En plus de la problématique du logement, s’ajoutent la barrière de la langue et l’accès au marché du travail, avec la difficulté de valoriser les diplômes et métiers exercés dans le pays d’origine. Tout cela empêche l’autonomisation des femmes, la compréhension et l’exercice de leurs droits.

Selon vous, qu’est-ce que l’intervention d’une interprète professionnelle apporte aux femmes exilées afghanes ?

Avec la présence d’une femme interprète professionnelle, souvent souhaitée par les femmes exilées, ces dernières peuvent s’exprimer et trouver un cadre de confiance lors des rendez-vous avec des professionnels du travail social, des professionnels de santé, ou dans le cadre d’une demande d’asile.

En exprimant un récit de vie dans un parcours de demande d’asile, avec des violences qui ont été vécues, aux côtés d’une femme professionnelle du travail social et d’une femme interprète, les femmes exilées se sentent soutenues et entendues.
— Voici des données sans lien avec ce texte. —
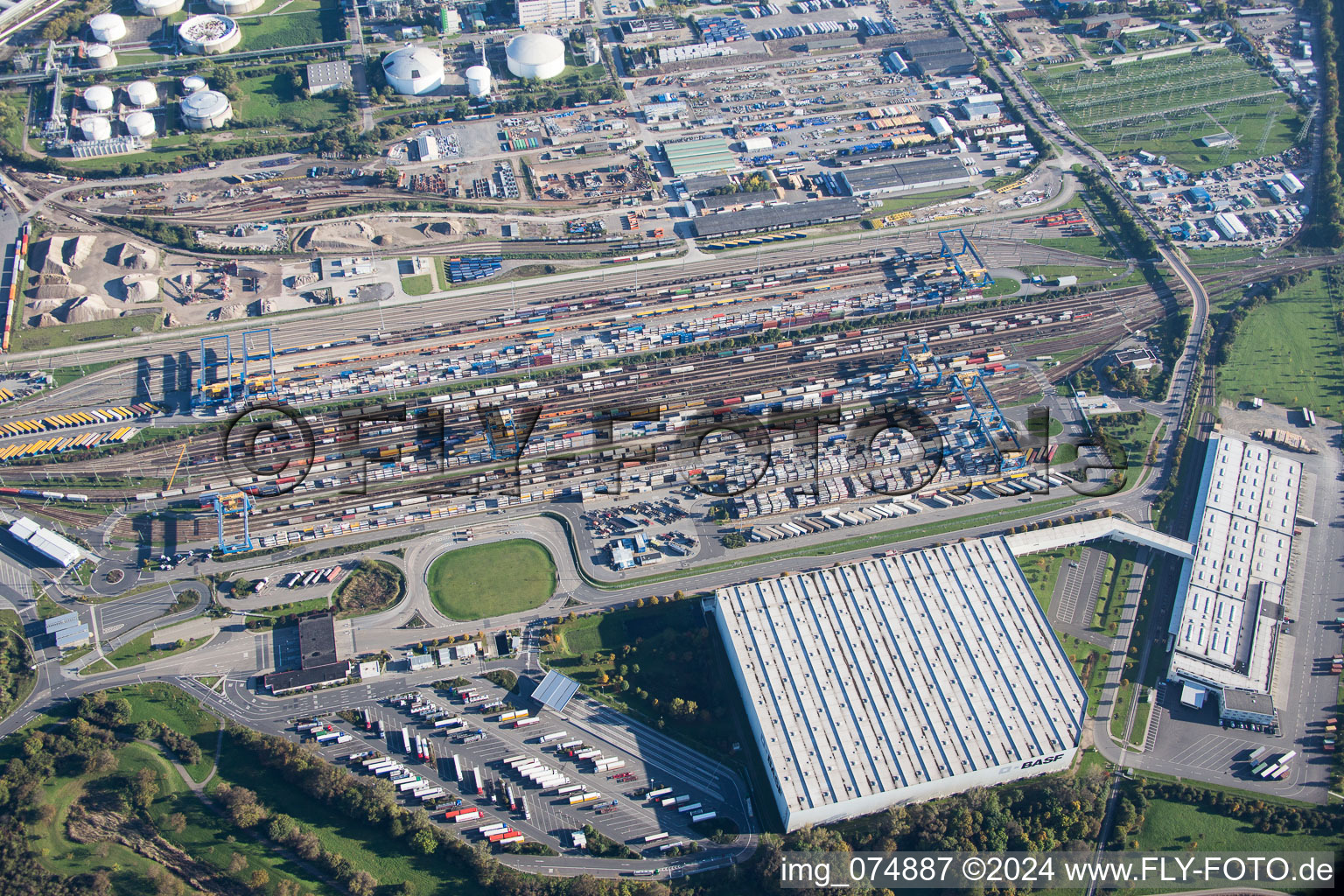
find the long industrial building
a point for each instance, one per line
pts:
(55, 547)
(752, 220)
(905, 176)
(900, 680)
(1230, 604)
Dans le domaine médical, les femmes ont souvent eu très peu d’accès aux soins dans leur pays d’origine. Elles n’ont jamais vu de gynécologue ou eu un suivi de grossesse. La présence des interprètes permet d’apporter un cadre de confiance, pour leur prise en charge et celle de leurs enfants, et d’expliquer les termes médicaux, les maladies, les symptômes, qui sont souvent méconnus.
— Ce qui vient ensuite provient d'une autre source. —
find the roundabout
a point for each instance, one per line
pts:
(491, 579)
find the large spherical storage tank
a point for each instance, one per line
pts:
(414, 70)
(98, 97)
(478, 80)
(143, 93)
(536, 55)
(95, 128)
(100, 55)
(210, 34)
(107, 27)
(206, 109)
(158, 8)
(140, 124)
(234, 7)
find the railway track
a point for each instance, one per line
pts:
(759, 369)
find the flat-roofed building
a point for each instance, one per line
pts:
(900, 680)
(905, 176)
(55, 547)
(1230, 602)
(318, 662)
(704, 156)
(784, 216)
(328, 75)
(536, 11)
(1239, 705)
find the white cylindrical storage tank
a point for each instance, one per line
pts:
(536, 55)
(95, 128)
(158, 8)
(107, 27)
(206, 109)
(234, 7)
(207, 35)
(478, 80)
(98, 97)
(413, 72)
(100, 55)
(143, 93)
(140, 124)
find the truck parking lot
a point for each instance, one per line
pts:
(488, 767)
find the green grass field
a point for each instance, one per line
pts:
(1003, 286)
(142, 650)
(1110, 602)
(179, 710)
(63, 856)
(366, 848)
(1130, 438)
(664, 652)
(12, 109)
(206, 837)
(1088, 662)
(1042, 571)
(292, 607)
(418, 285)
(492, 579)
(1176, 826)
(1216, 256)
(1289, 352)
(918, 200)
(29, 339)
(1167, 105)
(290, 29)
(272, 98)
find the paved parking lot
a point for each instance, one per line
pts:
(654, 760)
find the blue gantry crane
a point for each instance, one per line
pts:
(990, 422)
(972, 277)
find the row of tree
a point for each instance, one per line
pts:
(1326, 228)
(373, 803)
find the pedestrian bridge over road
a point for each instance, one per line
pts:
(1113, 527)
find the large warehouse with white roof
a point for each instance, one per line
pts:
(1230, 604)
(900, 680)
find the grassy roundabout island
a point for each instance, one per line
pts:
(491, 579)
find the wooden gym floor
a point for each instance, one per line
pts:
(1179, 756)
Dans certaines structures, ce sont des membres de la famille, des amis qui servent d’interprètes, et le recours à l’interprétariat professionnel n’est envisagé que pour des situations très compliquées. Pourtant, la présence des interprètes permet de faciliter l’accompagnement des femmes, les travailleurs sociaux nous disent souvent merci, que notre présence permet de bien comprendre les choses, de bien expliquer, de poser des questions. Les femmes accompagnées se sentent utiles, actives, elles peuvent s’occuper de démarches. Souvent, quand j’interviens, les femmes disent une expression connue en dari qui signifie « je me sens légère », pour dire qu’elles ont pu s’exprimer, se sentir écoutées.